Zusammenfassung
Es wird an 114 gesund erscheinenden Soldaten ein durchschnittlicher Lymphozytenwert
von 37,9% festgestellt. Diese Zahl liegt erheblich über der lehrbuchmäßigen Norm,
ist aber eine Bestätigung der Befunde anderer Autoren, die seit dem vorigen Weltkrieg
eine Zunahme der Lymphozyten bemerkt haben. Die Lymphozytose ist im Winter und Sommer
vorhanden, ebenso bei Rauchern und Nichtrauchern. Bei der bekannten Abhängigkeit des
Blutbildes von verschiedenen Variabeln werden als mögliche Teilursachen diskutiert:
1. Einflüsse der Ernährung, die experimentell nachgewiesen worden sind, für unser
Material aber kaum zutreffen.
2. Die Lymphozytose ist Ausdruck eines Zivilisationsschadens; insbesondere spielen
seitdem vorigen Krieg wirkende nervöse Belastungen eine Rolle, was teilweise wahrscheinlich
ist.
3. Noch unbekannte regionäre Faktoren.
4. Die Rolle wiederholter Katarrhe. Auffällig war tatsächlich das häufige Vorliegen
von Anzeichen leichter Rachenkatarrhe, die die Untersuchten nicht belästigten.

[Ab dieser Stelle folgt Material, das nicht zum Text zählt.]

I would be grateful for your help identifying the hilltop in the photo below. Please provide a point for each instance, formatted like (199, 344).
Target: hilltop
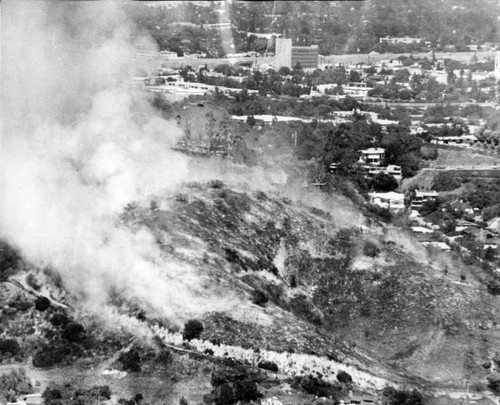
(302, 281)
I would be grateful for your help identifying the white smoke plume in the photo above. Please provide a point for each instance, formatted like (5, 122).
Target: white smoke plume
(77, 146)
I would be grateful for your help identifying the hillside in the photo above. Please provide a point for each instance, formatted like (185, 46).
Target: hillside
(363, 295)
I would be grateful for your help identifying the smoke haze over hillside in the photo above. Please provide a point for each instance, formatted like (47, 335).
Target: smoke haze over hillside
(77, 146)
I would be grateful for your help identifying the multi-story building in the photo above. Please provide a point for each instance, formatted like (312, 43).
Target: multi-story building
(306, 56)
(372, 156)
(289, 55)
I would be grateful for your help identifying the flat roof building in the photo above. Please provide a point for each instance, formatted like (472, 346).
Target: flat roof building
(288, 55)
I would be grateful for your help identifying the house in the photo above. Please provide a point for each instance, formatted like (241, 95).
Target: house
(439, 245)
(421, 197)
(421, 229)
(461, 205)
(391, 200)
(462, 225)
(356, 90)
(400, 40)
(480, 234)
(372, 156)
(28, 399)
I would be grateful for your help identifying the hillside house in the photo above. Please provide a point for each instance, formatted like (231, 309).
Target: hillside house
(421, 197)
(372, 156)
(391, 200)
(438, 245)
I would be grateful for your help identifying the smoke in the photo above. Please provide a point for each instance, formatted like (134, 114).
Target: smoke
(77, 145)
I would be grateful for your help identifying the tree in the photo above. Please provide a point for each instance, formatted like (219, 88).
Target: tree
(284, 71)
(384, 182)
(192, 329)
(73, 332)
(13, 384)
(9, 346)
(251, 120)
(42, 303)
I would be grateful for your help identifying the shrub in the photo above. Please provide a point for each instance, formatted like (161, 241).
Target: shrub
(494, 287)
(9, 260)
(268, 365)
(494, 382)
(344, 377)
(13, 384)
(42, 303)
(59, 319)
(47, 357)
(402, 397)
(9, 346)
(32, 281)
(371, 249)
(215, 184)
(73, 332)
(192, 329)
(130, 360)
(183, 198)
(259, 298)
(260, 195)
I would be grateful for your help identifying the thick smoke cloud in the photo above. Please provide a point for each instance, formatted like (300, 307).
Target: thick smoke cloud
(78, 145)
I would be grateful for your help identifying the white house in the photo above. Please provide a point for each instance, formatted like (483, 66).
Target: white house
(391, 200)
(372, 156)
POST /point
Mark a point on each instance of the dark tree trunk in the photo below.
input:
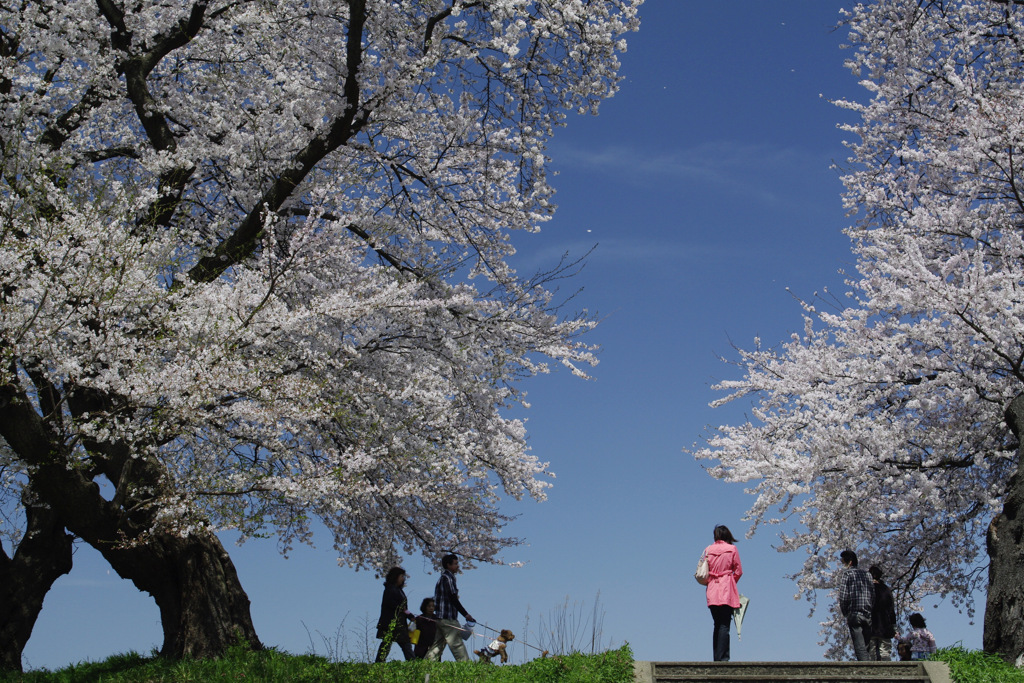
(42, 556)
(203, 606)
(1005, 607)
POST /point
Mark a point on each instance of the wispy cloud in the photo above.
(723, 166)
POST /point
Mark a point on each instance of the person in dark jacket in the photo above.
(880, 645)
(392, 627)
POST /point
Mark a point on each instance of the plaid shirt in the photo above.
(856, 594)
(446, 603)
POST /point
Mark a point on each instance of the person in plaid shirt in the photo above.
(856, 598)
(448, 608)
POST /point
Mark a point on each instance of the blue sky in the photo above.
(707, 185)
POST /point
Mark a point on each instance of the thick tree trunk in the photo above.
(1005, 607)
(203, 606)
(42, 556)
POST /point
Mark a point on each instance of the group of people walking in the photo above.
(867, 605)
(437, 623)
(864, 599)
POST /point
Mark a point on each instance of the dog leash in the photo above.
(543, 652)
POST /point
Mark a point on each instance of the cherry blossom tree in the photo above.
(881, 426)
(254, 274)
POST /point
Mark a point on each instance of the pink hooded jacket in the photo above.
(724, 569)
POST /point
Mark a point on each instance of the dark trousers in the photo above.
(857, 626)
(399, 635)
(720, 636)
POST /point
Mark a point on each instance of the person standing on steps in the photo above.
(856, 598)
(448, 607)
(880, 645)
(724, 569)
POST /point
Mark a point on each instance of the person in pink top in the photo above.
(724, 570)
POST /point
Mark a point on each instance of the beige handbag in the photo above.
(701, 574)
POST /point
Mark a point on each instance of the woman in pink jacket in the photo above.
(724, 570)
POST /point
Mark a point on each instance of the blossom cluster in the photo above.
(881, 426)
(262, 247)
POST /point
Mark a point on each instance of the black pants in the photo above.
(399, 635)
(720, 637)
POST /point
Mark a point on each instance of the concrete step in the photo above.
(805, 672)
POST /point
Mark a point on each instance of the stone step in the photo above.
(805, 672)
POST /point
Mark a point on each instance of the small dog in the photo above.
(497, 647)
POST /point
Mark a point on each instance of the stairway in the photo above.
(804, 672)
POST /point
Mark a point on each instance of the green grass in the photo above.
(977, 667)
(611, 667)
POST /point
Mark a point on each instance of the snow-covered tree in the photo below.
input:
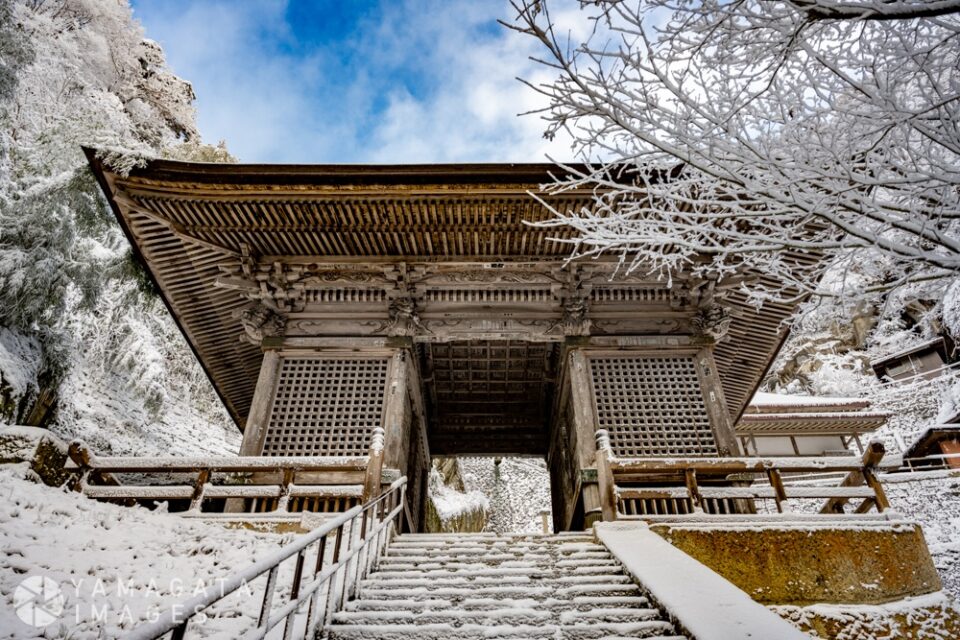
(73, 73)
(738, 129)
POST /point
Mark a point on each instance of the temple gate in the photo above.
(325, 302)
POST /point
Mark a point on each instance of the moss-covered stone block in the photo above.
(44, 452)
(802, 564)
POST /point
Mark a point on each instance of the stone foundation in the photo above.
(801, 564)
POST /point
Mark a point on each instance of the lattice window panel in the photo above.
(652, 406)
(326, 406)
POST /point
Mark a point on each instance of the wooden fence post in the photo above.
(81, 457)
(371, 481)
(872, 456)
(605, 481)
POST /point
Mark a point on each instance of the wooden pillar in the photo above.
(605, 480)
(258, 419)
(585, 427)
(396, 425)
(716, 405)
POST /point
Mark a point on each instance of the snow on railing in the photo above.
(645, 487)
(359, 538)
(269, 483)
(937, 462)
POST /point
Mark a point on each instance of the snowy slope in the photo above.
(115, 566)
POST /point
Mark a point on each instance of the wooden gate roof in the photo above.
(186, 220)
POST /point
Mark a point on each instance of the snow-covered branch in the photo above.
(740, 130)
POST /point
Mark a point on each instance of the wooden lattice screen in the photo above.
(652, 406)
(326, 406)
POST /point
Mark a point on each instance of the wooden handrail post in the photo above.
(690, 477)
(82, 458)
(196, 502)
(779, 492)
(371, 481)
(605, 481)
(872, 456)
(283, 503)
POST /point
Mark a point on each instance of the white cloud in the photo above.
(444, 72)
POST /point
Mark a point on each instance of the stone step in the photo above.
(474, 549)
(476, 557)
(388, 591)
(579, 603)
(460, 569)
(530, 615)
(506, 552)
(466, 579)
(441, 631)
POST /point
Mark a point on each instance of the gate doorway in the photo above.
(489, 494)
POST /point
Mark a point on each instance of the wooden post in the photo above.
(283, 502)
(716, 404)
(396, 425)
(255, 430)
(693, 490)
(585, 427)
(371, 481)
(81, 457)
(872, 456)
(779, 492)
(605, 481)
(196, 502)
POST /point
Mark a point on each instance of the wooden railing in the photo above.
(254, 481)
(342, 552)
(672, 486)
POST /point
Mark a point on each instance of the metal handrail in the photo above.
(354, 562)
(859, 481)
(937, 462)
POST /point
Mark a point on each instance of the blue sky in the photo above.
(355, 81)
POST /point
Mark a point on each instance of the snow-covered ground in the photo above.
(932, 499)
(114, 566)
(517, 489)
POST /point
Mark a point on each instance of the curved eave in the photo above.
(174, 213)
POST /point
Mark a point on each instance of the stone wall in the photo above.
(932, 499)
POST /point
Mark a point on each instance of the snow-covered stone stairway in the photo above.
(463, 586)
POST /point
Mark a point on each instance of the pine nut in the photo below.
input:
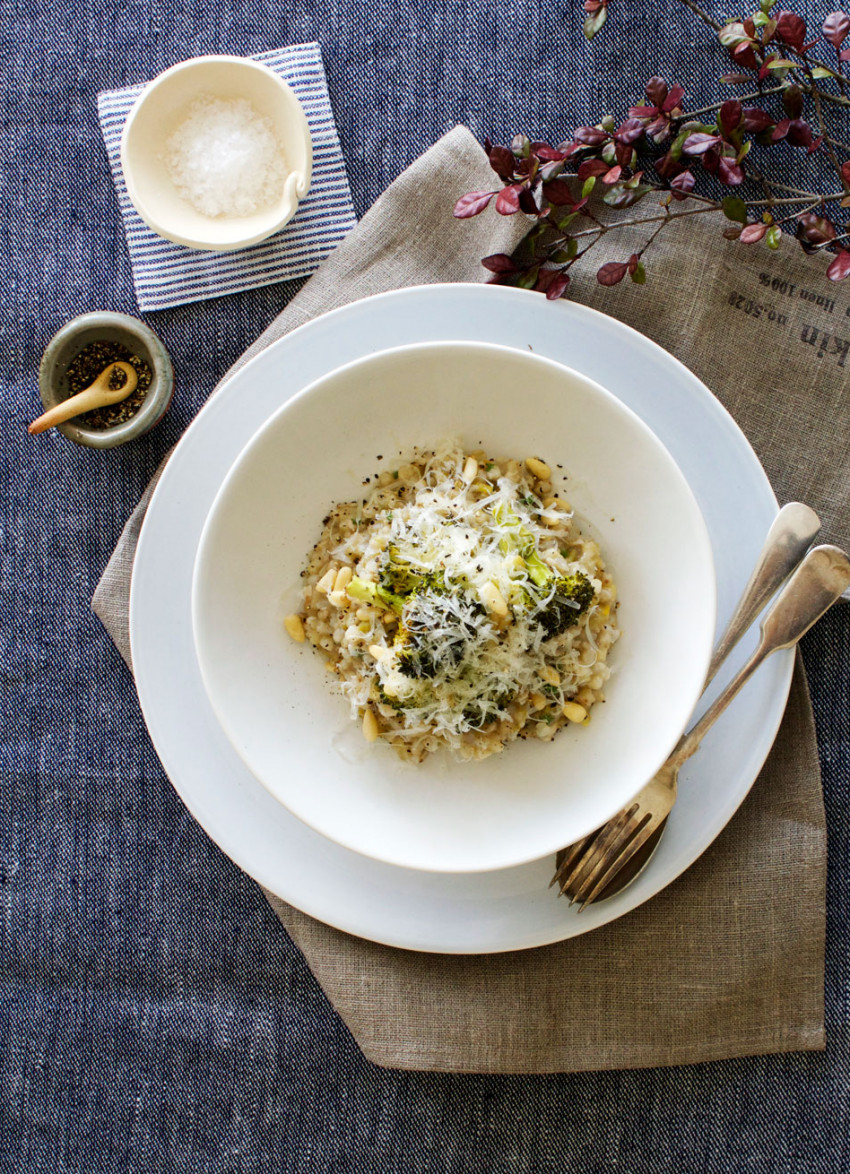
(538, 469)
(344, 577)
(370, 724)
(492, 599)
(326, 581)
(295, 627)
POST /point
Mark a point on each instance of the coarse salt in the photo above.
(224, 159)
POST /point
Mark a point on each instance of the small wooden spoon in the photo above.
(98, 395)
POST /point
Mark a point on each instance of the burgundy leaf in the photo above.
(840, 268)
(798, 133)
(729, 171)
(500, 263)
(472, 203)
(503, 162)
(551, 169)
(790, 28)
(835, 28)
(673, 99)
(592, 167)
(730, 114)
(659, 129)
(629, 132)
(591, 136)
(507, 201)
(558, 285)
(756, 120)
(699, 143)
(558, 193)
(612, 272)
(656, 90)
(744, 56)
(814, 229)
(683, 182)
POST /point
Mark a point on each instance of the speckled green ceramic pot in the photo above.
(103, 325)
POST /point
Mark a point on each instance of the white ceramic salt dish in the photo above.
(272, 695)
(160, 109)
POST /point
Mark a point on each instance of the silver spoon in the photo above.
(789, 538)
(817, 582)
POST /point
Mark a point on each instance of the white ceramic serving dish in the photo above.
(272, 696)
(444, 912)
(157, 112)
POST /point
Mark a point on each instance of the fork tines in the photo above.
(588, 865)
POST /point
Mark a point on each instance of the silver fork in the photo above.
(787, 540)
(820, 580)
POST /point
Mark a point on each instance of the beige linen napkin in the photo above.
(729, 959)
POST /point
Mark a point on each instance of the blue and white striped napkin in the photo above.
(167, 274)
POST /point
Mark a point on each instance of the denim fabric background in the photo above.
(153, 1014)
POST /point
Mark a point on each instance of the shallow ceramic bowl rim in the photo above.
(263, 227)
(207, 572)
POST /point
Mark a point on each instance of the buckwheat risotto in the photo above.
(459, 606)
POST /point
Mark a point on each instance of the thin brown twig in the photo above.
(703, 15)
(832, 156)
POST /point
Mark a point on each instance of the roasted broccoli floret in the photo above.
(375, 593)
(398, 577)
(415, 659)
(573, 595)
(434, 632)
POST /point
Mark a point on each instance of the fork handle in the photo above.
(818, 581)
(789, 538)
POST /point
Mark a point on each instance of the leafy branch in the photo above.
(661, 150)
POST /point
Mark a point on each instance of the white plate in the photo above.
(272, 696)
(452, 913)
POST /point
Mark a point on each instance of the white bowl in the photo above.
(160, 109)
(272, 696)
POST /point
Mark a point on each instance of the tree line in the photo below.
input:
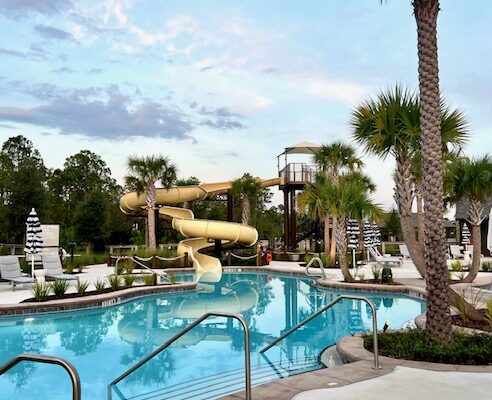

5. Ein ursächlicher Einfluß der Schutzimpfungen wird abgelehnt. Durch diese Feststellungen
erfährt die Bedeutung des Befundes einer Lymphozytose zugleich eine Einengung und
Erweiterung. Die erste betrifft z. B. den Wert der Lymphozytose als Hinweis auf einen
chronischen spezifischen Infekt und seine Aktivität. Auch die Anerkennung einer Lymphozytose
als Ausdruck einer Strahlenschädigung bei Röntgenologen ist nicht ohne weiteres haltbar
(Saupe). Die zweite zwingt uns, an die Möglichkeit zu denken, daß die Lymphozytose
des Gesunden Ausdruck eines Frühschadens ist infolge nahezu ubiquitärer Noxen, was
für die banalen Katarrhe und Zivilisationsschäden zutreffen würde.